À plus court terme, souligne-t-il, c’est l’avantage fiscal consenti aux agriculteurs sur le carburant qui disparaîtra, en application des dispositions européennes sur les aides aux énergies fossiles. « Nous commençons à regarder dans quelle mesure le gasoil pourrait être remplacé par du biocarburant B100, et quelle pourrait être la place de l’électrique ».

Changer les régimes alimentaires

Du côté des consommateurs, « une transition vers des régimes avec une part plus importante de protéines végétales, un apport modéré de produits animaux, et des apports réduits en graisses saturées pourraient conduire à des réductions substantielles d’émissions », souligne le rapport du Giec. Pour encourager ce changement, un mélange de politiques serait nécessaire selon le Giec, allant de campagnes de promotion à la révision de l’affichage sur les produits, en passant par des encouragements « fiscaux ».

Ces recommandations vont dans le sens des arguments développés par les ONG depuis plusieurs années. Au sein du réseau Action Climat, Cyrielle Denhartigh estime cependant que « les campagnes de promotion auront leurs limites, tant qu’on ne touchera pas à la publicité ». Pour elle, il faudra par ailleurs « travailler avec les collectivités, les cantines scolaires, ou encore les caisses d’assurance maladie et leurs centres de protection infantiles ».

Du côté du syndicalisme majoritaire, la réduction de consommation de viande reste difficile à envisager. « Manger de la viande tous les jours n’est pas une bonne idée », admet Olivier Dauger, tout en soulignant que « certains pays ne parviennent pas à couvrir leur demande ». L’un des chiffres mis en avant par le Giec, observe-t-il, ne manquera pas de faire réagir : la viande des systèmes laitiers serait selon le Giec sept fois moins émissive que la viande issue des cheptels spécialisés en viande.

Un flou sur le modèle agricole sous-jacent

En matière de pratiques agricoles, les recommandations des experts sont moins claires. Selon les chiffres retenus, chacun pourra trouver dans ce rapport de quoi conforter sa propre vision du modèle agricole. Tout en confirmant que la déforestation en Amérique Latine ou en Asie est causée par une agriculture « intensive », les auteurs indiquent un peu plus loin que les émissions liées aux déjections animales sont les moins importantes « dans les systèmes de productions plus intensifs et en bâtiment ».

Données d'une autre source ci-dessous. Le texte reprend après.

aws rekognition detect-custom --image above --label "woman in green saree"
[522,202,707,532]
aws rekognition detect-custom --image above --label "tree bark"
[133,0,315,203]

De même, soulignent les auteurs, les émissions agricoles ont fortement augmenté avec l’utilisation généralisée des engrais de synthèse. Pour autant, la conversion à l’agriculture biologique, qui interdit ce type d’engrais, « pourrait conduire à l’augmentation des émissions absolues » face au besoin de terre accru en raison de moindres rendements.

Les chercheurs reconnaissent également les bons résultats d’innovations aujourd’hui controversées comme les additifs ou vaccins anti-méthane, ainsi que « les technologies alimentaires émergentes comme la fermentation, la viande de culture, les alternatives végétales, ou l’agriculture en environnement contrôlé ». Des pistes sur lesquelles la FNSEA tout comme le Réseau action climat se disent « sceptiques ». Sur la viande cellulaire notamment, « l’investissement au kilo produit reste inatteignable », juge Cyrielle Denhartigh.